Jon Oliva's Pain - "Festival" (CD)
"Festival" track listing:
1. Lies (6:18)
2. Death Rides A Black Horse (5:28)
3. Festival (4:22)
4. Afterglow (6:50)
5. Living On The Edge (5:10)
6. Looking For Nothing (2:42)
7. The Evil Within (4:36)
8. Winter Haven (7:38)
9. I Fear You (5:11)
10. Now (3:51)
Reviewed by bloodofheroes on April 16, 2010
Jon Oliva has been peddling in the heavy rock opera market for well over 30 years now. Initially with Savatage and now with his eponymous band Jon Oliva’s Pain, Oliva has been has been telling dramatic and heart rending stories of gritty life for quite a while. His band’s third and newest release, “Festival,” delivers ten tracks of rock opera that sound just like Oliva always has – committed, overly dramatic, and inconsistent.

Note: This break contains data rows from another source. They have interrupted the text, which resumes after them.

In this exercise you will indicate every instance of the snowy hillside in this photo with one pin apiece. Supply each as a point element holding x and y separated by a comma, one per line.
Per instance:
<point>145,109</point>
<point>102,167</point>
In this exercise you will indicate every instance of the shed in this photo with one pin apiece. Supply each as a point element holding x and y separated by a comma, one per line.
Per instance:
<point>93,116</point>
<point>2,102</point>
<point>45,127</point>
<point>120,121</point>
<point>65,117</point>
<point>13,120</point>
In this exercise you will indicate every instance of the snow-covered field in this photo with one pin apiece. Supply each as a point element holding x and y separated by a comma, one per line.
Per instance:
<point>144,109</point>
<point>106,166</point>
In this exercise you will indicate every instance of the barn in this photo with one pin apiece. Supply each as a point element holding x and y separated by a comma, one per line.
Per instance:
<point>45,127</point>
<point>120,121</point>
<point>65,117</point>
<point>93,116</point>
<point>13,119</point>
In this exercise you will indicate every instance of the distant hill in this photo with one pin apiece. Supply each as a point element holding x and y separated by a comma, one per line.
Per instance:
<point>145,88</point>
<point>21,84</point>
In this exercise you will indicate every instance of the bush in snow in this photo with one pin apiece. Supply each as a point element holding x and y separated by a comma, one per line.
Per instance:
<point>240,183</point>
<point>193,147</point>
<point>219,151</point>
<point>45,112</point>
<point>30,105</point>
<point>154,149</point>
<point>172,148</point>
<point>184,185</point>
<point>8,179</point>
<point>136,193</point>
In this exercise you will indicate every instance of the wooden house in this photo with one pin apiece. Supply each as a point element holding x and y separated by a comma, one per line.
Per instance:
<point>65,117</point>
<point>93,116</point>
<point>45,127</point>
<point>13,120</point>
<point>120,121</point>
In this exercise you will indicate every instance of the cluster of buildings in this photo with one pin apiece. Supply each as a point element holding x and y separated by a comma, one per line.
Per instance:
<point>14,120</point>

The ten tracks on “Festival” all feature deep layers and melodramatic melodies and choruses. “Lies” and “Death Rides a Black Horse” both sound like they are straight off Savatage’s “Gutter Ballet” or “Streets” – that late-1980s-into-grunge sound is unmistakable. This is not much a surprise, as Oliva originally wrote much of the music for his band as a solo artist and then re-recorded it with his new mates.

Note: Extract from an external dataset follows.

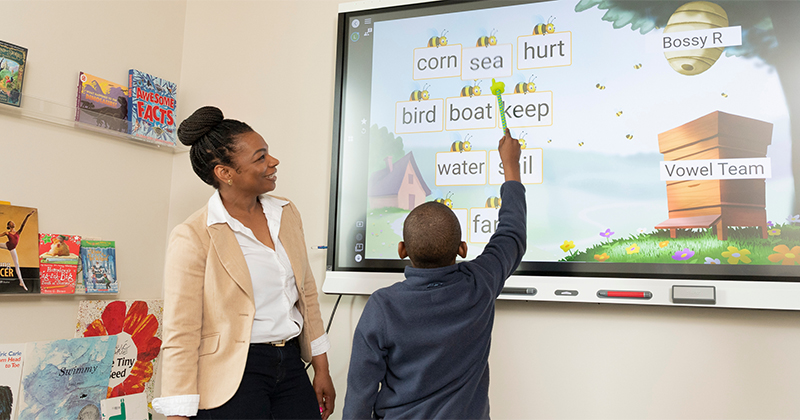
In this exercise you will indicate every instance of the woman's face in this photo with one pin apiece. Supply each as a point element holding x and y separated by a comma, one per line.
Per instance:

Coming from metal band Circle II Circle, Oliva’s backing players are tight and competent, but don’t really have much say in what they play. Oliva’s gravelly croon is mixed far upfront on almost every song. A little bass action here and a guitar solo there break the trend, but the band is named after Oliva for a reason. Oliva’s keyboards also take a central role, carrying much of the melody and drama while guitarists Matt LaPorte and Tom McDyne are relegated to dual rhythm duty.

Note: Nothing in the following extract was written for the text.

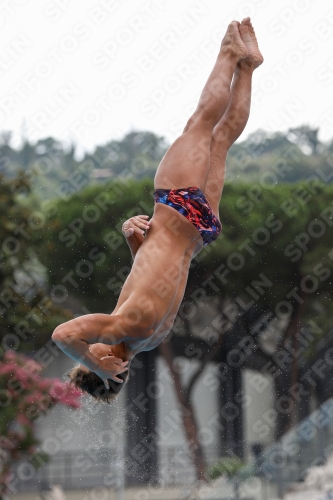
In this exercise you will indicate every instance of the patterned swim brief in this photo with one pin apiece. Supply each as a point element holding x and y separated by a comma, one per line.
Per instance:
<point>193,204</point>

With overdone fireworks and layered passages driving most of the musical direction, the album plays as one cheesy drama-filled day at Hard Knock High School. To wit: the title track can’t carry off its carnival horror goals and seems more like a kindergarten Halloween party, and “Living on the Edge” is anything but, with the hard charging riffs being almost humorous in the faux intensity. The synth break and solo outro on “The Evil Within” may as well be a bad movie soundtrack from 1982. But there are a couple decent hard efforts too - “Winter Haven” is solid from front to back and builds through the entire seven minute run nicely. The bluesy chug of “I Fear You” works well with Oliva’s vocals and is a good heavy pounder – but without the synth solo it would have been great, not just good.
And if there is one thing Oliva was always good at, it is ballads. Most European power metal outfits could use some lessons from the ballad master. “Looking for Nothing” is a gorgeous lullaby amongst the swirling clichés, and album closer “Now” is a true tear jerker. In fact, “Now” is so good as an album closer that when it is coupled with “Winter Haven” and “I Fear You” the whole album seems like a success, even though the entire first half of the album is a misfire.
Oliva arguably perfected his brand of dramatic hard rock during his time in Savatage – “Streets,” “The Wake of Magellan,” and his tribute to deceased brother Criss, “Handful of Rain,” are all excellent metal opera concerts. But with Jon Oliva’s Pain, Oliva is clearly trying to keep emotional and musical relevance with a modern extreme metal audience and mostly fails. Fortunately “Festival” has a couple fantastic ballads that can heal him up right quick.
Highs: Ballads “Looking for Nothing” and “Now” are fantastic.
Lows: The first five songs are all banal melodramatic clichés.
Bottom line: Former Savatage co-founder writes mostly melodramatic filler and two fantastic ballads.